Designing for a carbon saving: North Quay House
5 March 2021
The North Quay House project is an office extension and redevelopment of an existing building overlooking the Floating Harbour in Bristol city centre.
The project purpose is to renew this building and increase the floor area to extend its lifespan. Reusing the existing building represents a significant carbon saving relative to demolition and new build. For the extension, efficient design of new materials aims to produce a low carbon design and minimise environmental impact.
At the concept design stage we analysed both a steel frame with metal deck concrete floor (similar to the existing) and steel frame with a Cross Laminated Timber (CLT) floor. Early cradle to gate embodied carbon estimates were carried out for both options, shown in the chart above. The CLT option (123.9 kgCO2/m2) showed a significant embodied carbon saving at 42% (90.3 kgCO2/m2) lower than the concrete floor option (214.2 kgCO2/m2). For comparison, the estimated typical energy consumption of an office building in use would be around 100kgCO2e/m2 each year (according to the Institution of Structural Engineers). This carbon calculation was solely for the superstructure although additional savings are possible in the substructure due to the reduced weight of the CLT floor compared to concrete. Presenting the potential carbon saving to the client in a quantifiable manner enabled them to make an informed decision to opt for the lower carbon timber scheme.

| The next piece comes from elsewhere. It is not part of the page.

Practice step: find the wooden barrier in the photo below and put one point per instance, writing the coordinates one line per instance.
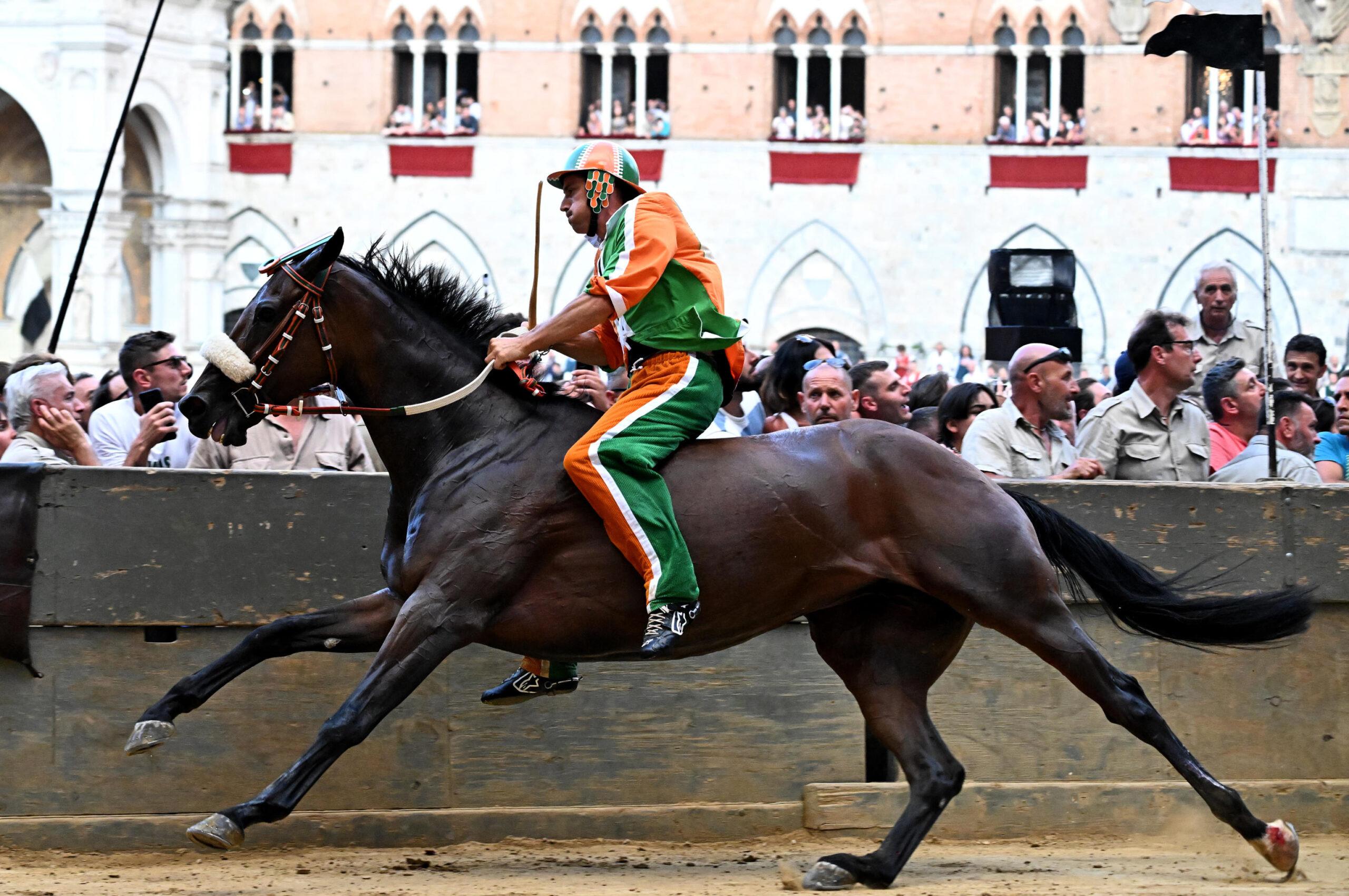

In some cases a timber structure must be encapsulated for fire protection. Using the latest guidance by the Structural Timber Association we were able to justify the building as low risk and suitable for timber’s natural charring protection in a fire. Through early consultation with building control we were able to confirm that exposed timber soffits are acceptable here. Again this reduces the need for new construction materials, minimising the embodied carbon. This feature we will continue to monitor as the project progresses.